Launch spectators were expected to hear a sonic boom a few minutes after liftoff as the first-stage booster headed back to Earth for a touchdown in Landing Zone 1 at Cape Canaveral Space Force Station rather than the usual drone ship in the ocean.

SpaceX said it would take advantage of "extra performance" by having the 126-foot booster come down on land. Company officials said this reduces the need to have a recovery crew stationed on a drone ship, and it also speeds turnaround of rockets for a later mission.

The trip is being conducted by Houston-based Axiom Space, which is operating its second private astronaut mission, called Ax-2, in a contractual deal with NASA.

Once in orbit, the spacecraft will start chasing the space station for the docking. They crew is to return with a splashdown in the Atlantic Ocean or Gulf of Mexico at a site to be determined largely by the weather.

The commander and pilot for this mission, Peggy Whitson and John Shoffner, respectively, are U.S. citizens and Axiom Space employees, while mission specialists Ali Alqarni and Rayyanah Barnawi are from Saudi Arabia.

They will have nearly full access to the space station and to visit with those already aboard, including Russian cosmonauts Sergey Prokopyev and Dmitri Petelin, NASA officials said. Prokopyev and Petelin have been on the space station since Feb. 26.


Only a few -- yet imperative -- safety exceptions will apply to setting off-limits areas, said Whitson, a former NASA astronaut and veteran of three of space shuttle and space station missions.

The Axiom 2 crew will carry out experiments and research spanning from the science of materials to biology and production of enhanced medications, the crew said during a press conference Tuesday.

Mission specialist Barnawi is a biologist and breast cancer researcher, and now the first Saudi woman in space. She will be joined in her work by Alqarni, a Saudi air force fighter pilot.

Barnawi will keep on working on the same research project she started in collaboration with 20 colleagues in Saudi Arabia.

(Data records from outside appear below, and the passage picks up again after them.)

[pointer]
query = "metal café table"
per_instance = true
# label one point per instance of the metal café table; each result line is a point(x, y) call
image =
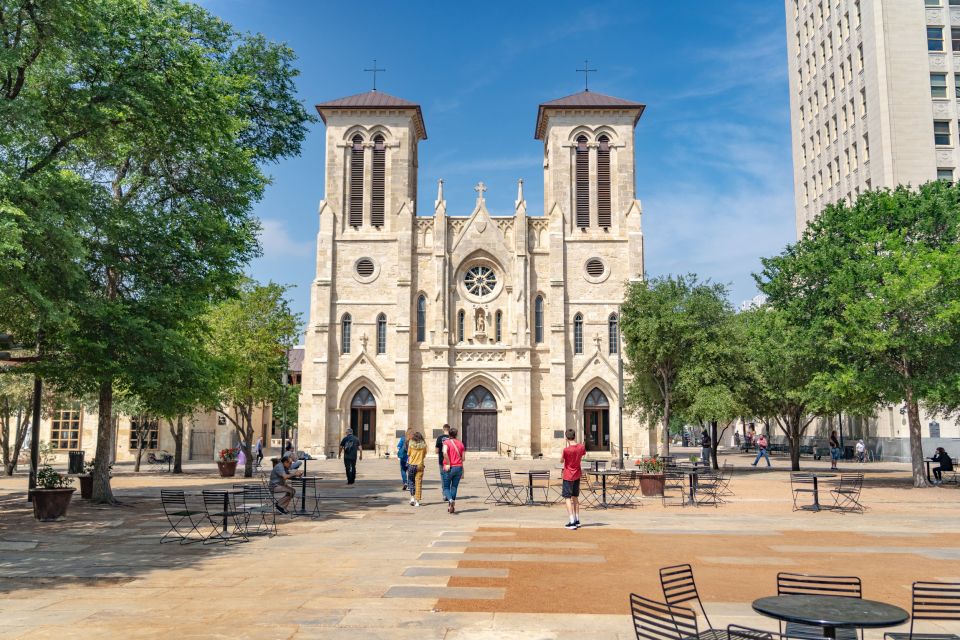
point(816, 490)
point(831, 612)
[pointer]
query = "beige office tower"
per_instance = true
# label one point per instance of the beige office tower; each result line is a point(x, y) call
point(874, 89)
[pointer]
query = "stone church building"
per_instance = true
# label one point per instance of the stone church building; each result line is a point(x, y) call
point(501, 324)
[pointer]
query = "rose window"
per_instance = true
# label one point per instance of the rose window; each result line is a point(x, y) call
point(480, 281)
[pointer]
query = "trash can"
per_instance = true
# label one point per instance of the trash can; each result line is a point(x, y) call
point(75, 465)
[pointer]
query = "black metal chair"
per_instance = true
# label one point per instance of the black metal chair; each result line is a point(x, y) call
point(653, 620)
point(846, 495)
point(805, 584)
point(680, 588)
point(932, 601)
point(183, 520)
point(800, 483)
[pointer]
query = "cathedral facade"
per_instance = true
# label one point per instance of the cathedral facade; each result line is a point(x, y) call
point(505, 326)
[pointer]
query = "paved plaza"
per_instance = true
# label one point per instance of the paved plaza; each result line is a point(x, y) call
point(375, 567)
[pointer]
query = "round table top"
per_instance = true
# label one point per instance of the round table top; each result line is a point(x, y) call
point(831, 611)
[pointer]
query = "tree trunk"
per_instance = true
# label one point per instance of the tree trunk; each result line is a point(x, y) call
point(916, 442)
point(102, 493)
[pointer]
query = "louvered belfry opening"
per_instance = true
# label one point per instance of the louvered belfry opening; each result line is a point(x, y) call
point(356, 182)
point(603, 183)
point(379, 181)
point(583, 183)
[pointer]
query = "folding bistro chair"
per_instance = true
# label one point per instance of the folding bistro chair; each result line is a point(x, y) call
point(846, 495)
point(932, 601)
point(183, 520)
point(679, 588)
point(805, 584)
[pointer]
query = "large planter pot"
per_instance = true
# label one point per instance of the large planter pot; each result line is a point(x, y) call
point(50, 505)
point(86, 487)
point(651, 484)
point(227, 469)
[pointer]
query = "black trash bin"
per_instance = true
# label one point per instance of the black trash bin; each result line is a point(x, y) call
point(76, 462)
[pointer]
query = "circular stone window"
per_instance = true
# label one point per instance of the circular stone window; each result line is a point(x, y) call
point(595, 270)
point(366, 270)
point(480, 281)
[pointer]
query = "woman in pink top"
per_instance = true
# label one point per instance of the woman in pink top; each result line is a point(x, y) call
point(453, 454)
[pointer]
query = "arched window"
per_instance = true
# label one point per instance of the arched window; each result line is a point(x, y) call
point(381, 333)
point(356, 182)
point(578, 333)
point(422, 318)
point(613, 333)
point(583, 183)
point(603, 183)
point(538, 320)
point(345, 325)
point(379, 180)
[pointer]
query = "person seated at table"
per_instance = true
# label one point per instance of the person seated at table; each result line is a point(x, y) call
point(278, 482)
point(946, 464)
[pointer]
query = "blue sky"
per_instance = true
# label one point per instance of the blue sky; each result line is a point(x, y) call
point(713, 147)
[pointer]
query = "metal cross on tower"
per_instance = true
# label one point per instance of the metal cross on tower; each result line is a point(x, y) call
point(586, 71)
point(374, 70)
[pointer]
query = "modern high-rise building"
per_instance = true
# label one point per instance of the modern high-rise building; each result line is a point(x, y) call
point(874, 92)
point(874, 86)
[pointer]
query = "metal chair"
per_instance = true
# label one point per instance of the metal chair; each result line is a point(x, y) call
point(653, 620)
point(805, 584)
point(846, 495)
point(800, 483)
point(179, 515)
point(932, 601)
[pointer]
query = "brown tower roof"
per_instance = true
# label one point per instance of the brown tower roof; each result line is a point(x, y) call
point(372, 100)
point(584, 100)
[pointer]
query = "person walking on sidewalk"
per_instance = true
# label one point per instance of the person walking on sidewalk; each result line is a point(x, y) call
point(349, 449)
point(570, 458)
point(443, 474)
point(453, 454)
point(762, 450)
point(416, 464)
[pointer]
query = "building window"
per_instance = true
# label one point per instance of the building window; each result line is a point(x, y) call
point(938, 85)
point(381, 334)
point(145, 430)
point(613, 333)
point(578, 333)
point(356, 183)
point(65, 429)
point(422, 318)
point(934, 38)
point(379, 180)
point(583, 183)
point(345, 325)
point(941, 133)
point(538, 320)
point(603, 183)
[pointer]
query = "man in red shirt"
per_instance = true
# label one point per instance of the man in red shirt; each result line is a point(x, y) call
point(572, 455)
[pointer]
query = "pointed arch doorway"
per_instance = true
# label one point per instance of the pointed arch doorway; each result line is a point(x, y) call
point(363, 418)
point(479, 431)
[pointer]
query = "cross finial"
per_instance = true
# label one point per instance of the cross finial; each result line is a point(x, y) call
point(374, 70)
point(586, 71)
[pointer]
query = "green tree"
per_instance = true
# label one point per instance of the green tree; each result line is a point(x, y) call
point(249, 338)
point(140, 128)
point(880, 282)
point(669, 324)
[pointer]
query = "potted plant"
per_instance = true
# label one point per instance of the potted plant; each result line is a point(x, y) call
point(651, 476)
point(52, 495)
point(227, 463)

Research includes creating nanomaterials -- substances needed in cartilage repair therapies. That's possible only by working in the near-zero gravity environment.

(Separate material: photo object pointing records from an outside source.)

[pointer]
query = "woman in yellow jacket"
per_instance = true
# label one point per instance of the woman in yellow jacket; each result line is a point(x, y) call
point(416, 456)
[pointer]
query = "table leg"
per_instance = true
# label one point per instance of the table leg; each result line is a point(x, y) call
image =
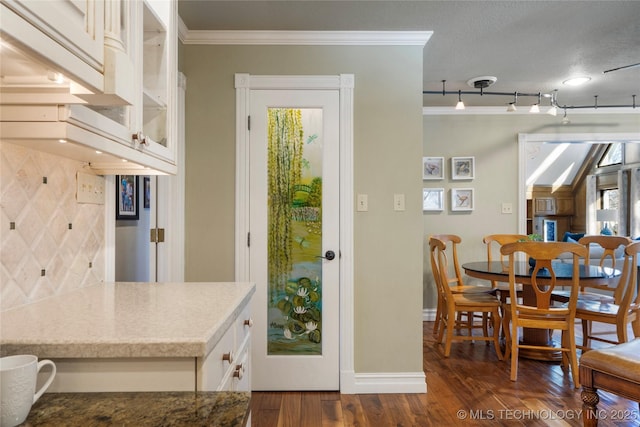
point(538, 337)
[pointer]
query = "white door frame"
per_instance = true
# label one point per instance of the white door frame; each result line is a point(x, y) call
point(344, 83)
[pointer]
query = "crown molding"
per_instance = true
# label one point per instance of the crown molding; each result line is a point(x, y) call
point(524, 110)
point(319, 38)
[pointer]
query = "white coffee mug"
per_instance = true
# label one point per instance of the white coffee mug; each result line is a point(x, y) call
point(18, 377)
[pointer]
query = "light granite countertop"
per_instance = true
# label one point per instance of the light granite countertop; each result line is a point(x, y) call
point(125, 319)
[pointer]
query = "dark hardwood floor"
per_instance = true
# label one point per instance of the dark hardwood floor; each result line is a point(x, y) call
point(470, 388)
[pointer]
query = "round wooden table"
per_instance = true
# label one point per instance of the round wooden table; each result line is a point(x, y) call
point(498, 271)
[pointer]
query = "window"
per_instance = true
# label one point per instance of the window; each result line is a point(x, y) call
point(609, 198)
point(613, 155)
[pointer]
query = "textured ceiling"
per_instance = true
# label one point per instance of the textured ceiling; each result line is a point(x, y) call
point(530, 46)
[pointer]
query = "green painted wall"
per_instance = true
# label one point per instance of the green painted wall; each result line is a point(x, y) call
point(388, 126)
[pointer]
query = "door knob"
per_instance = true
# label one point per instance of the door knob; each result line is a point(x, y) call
point(329, 255)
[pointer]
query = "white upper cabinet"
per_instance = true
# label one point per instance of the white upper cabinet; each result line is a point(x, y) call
point(67, 36)
point(110, 70)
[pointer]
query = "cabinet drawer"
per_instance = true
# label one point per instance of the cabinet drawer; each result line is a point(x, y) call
point(211, 371)
point(243, 325)
point(242, 372)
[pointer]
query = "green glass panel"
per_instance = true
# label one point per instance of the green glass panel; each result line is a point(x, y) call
point(295, 231)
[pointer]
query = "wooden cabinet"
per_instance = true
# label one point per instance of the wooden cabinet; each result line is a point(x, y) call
point(564, 206)
point(119, 95)
point(544, 206)
point(549, 206)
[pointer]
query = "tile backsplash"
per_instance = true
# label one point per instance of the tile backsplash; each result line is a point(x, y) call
point(49, 243)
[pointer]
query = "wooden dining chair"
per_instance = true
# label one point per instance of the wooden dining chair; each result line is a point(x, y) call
point(454, 304)
point(540, 313)
point(620, 312)
point(610, 246)
point(493, 243)
point(455, 281)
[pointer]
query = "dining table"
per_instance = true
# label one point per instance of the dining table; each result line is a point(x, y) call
point(590, 275)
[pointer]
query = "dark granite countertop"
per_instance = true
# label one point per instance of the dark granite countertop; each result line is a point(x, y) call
point(220, 409)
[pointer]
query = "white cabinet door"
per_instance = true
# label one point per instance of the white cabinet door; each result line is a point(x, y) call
point(150, 117)
point(77, 25)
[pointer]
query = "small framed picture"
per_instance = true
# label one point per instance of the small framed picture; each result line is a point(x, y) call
point(463, 168)
point(147, 192)
point(432, 199)
point(127, 197)
point(433, 168)
point(462, 199)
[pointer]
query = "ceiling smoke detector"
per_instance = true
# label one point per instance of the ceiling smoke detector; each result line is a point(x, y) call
point(482, 82)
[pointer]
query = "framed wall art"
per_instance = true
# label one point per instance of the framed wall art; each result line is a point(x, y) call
point(146, 187)
point(127, 197)
point(433, 199)
point(463, 168)
point(462, 199)
point(433, 168)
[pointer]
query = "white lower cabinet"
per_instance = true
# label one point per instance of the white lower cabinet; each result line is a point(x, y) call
point(227, 366)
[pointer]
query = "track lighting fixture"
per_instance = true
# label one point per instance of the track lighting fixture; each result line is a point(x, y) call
point(483, 82)
point(460, 104)
point(535, 108)
point(553, 110)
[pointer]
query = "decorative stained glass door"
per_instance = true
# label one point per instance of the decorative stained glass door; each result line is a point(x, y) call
point(294, 148)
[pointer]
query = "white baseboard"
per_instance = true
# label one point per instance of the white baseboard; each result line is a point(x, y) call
point(380, 382)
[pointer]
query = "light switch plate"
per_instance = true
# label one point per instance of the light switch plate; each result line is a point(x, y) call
point(362, 203)
point(90, 188)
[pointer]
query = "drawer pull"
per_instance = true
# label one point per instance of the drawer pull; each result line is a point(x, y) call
point(228, 357)
point(239, 372)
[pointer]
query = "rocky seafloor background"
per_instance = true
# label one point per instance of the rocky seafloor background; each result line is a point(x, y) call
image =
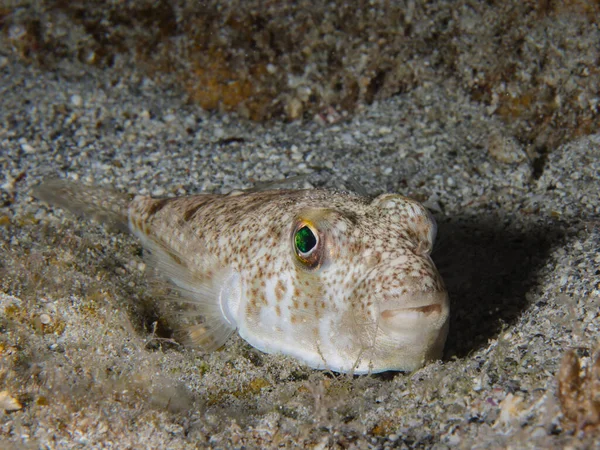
point(487, 113)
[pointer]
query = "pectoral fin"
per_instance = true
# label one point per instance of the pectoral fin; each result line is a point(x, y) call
point(212, 290)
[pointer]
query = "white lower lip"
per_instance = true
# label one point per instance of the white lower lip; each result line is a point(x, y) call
point(419, 311)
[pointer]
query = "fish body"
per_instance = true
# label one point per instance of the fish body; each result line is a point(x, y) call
point(337, 280)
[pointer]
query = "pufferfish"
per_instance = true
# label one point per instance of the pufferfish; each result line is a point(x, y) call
point(335, 279)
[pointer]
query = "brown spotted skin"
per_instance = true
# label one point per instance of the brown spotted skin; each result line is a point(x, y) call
point(376, 253)
point(371, 300)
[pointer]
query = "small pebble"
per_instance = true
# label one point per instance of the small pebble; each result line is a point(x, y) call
point(45, 319)
point(76, 100)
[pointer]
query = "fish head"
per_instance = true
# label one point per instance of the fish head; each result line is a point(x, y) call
point(384, 305)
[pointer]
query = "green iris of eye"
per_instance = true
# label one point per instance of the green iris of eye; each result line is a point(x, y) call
point(305, 240)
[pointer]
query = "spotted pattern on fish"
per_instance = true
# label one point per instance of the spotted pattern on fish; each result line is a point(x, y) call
point(364, 297)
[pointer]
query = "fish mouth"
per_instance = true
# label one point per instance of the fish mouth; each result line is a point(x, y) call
point(426, 310)
point(415, 312)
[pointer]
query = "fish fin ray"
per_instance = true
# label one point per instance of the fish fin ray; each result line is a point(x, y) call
point(205, 290)
point(103, 205)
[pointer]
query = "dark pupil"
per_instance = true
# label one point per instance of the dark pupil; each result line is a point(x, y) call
point(305, 240)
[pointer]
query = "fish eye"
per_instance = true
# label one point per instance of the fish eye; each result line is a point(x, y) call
point(305, 240)
point(307, 245)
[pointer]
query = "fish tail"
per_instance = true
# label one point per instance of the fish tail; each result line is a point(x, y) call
point(104, 205)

To prepare for future activities, the Axiom crew will compile production standards and procedures, too.

And there will be academic activities meant to raise students' interest in engineering, Alqarni said. That is all part of the science, technology, engineering and mathematics disciplines, known as STEM.

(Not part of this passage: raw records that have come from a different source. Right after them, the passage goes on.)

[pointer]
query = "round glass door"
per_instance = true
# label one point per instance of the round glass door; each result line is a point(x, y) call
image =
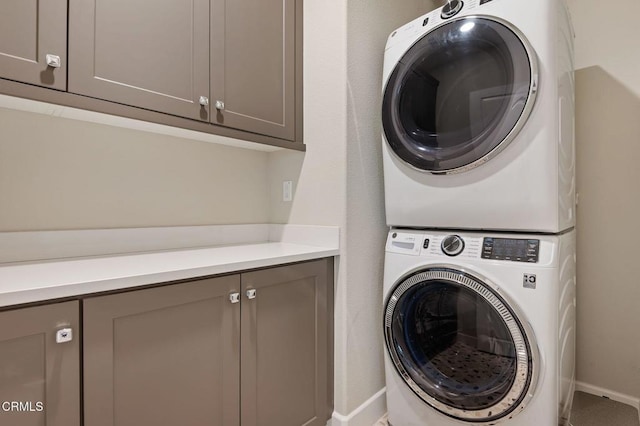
point(458, 345)
point(459, 95)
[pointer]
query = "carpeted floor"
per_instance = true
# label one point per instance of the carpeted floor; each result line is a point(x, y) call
point(591, 410)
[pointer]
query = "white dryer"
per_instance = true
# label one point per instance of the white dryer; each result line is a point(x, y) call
point(479, 328)
point(478, 108)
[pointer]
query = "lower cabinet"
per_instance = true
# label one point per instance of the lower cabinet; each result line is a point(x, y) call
point(250, 349)
point(284, 370)
point(39, 359)
point(163, 356)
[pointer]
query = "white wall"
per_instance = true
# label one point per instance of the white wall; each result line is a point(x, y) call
point(57, 173)
point(608, 225)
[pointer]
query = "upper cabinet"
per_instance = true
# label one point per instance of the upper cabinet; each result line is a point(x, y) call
point(149, 55)
point(253, 77)
point(33, 42)
point(226, 67)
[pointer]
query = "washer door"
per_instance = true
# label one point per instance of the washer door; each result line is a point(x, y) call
point(459, 346)
point(459, 95)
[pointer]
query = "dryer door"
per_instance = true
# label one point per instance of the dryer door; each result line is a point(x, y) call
point(459, 95)
point(459, 345)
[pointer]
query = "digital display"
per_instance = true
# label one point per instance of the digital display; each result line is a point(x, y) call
point(518, 250)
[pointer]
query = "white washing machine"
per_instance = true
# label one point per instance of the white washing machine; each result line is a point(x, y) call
point(479, 328)
point(478, 118)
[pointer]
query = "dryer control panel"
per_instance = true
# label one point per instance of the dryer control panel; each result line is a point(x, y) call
point(514, 249)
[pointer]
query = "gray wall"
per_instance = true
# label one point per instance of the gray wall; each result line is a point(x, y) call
point(58, 173)
point(608, 149)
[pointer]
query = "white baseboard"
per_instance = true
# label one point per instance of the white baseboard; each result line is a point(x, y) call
point(615, 396)
point(367, 414)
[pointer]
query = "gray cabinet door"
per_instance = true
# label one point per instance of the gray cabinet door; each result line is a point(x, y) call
point(284, 368)
point(153, 55)
point(29, 31)
point(164, 356)
point(253, 65)
point(39, 378)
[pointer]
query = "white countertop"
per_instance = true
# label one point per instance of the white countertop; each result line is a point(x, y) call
point(34, 281)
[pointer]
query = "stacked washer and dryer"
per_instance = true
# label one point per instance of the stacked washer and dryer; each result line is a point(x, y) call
point(479, 176)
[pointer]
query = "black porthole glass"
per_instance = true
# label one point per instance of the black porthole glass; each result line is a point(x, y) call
point(457, 94)
point(458, 345)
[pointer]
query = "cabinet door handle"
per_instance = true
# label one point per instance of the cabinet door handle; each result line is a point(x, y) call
point(53, 61)
point(64, 335)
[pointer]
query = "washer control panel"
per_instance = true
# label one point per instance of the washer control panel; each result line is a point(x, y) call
point(514, 249)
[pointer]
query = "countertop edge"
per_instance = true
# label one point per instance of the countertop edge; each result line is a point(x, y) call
point(69, 278)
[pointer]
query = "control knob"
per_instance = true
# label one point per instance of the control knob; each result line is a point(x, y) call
point(451, 9)
point(452, 245)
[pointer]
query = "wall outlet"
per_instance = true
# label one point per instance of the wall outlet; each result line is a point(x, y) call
point(287, 190)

In Saudi Arabia, schoolchildren will take part in live video events.

One project will provide "a huge opportunity to study how a kite can work and behave in space," Alqarni said. That involves learning about the behavior of different kite shapes on the space station.


Students across Saudi Arabia will participate in ground-based experiments to compare data with custom-built kits. The project stems from collaboration with the Saudi Space Commission.

"It will be amazing for the students to compare the results that they had on the ground with the ones we are going to have on the station, Alqarni said."

Participating students from around the world will be able to show their interest, curiosity and abilities in the space journeys they envision. And there will be time for poetry, as well.

Two representatives of each age group will be recognized during live TV broadcasts from orbit. Besides working at an extensive program of Earth photography, Shoffner will host a Space Art Contest among students on the ground, Axiom's website said..

And for this mission, Axiom planners decided to include the arts, too. So, besides working at an extensive program of Earth photography, Shoffner will host a space art contest.

The Axiom mission is being conducted under a new pricing policy for private astronaut missions.

NASA is charging $4.8 million per flight for integration, mission planning and execution and tracking and $5.2 million per flight for crew time on the space station to support visiting vehicle operations, logistical support and familiarization for the visitors.


There are a series of additional fees, as well, including charges for food, at $2,000 a day per person, and trash disposal.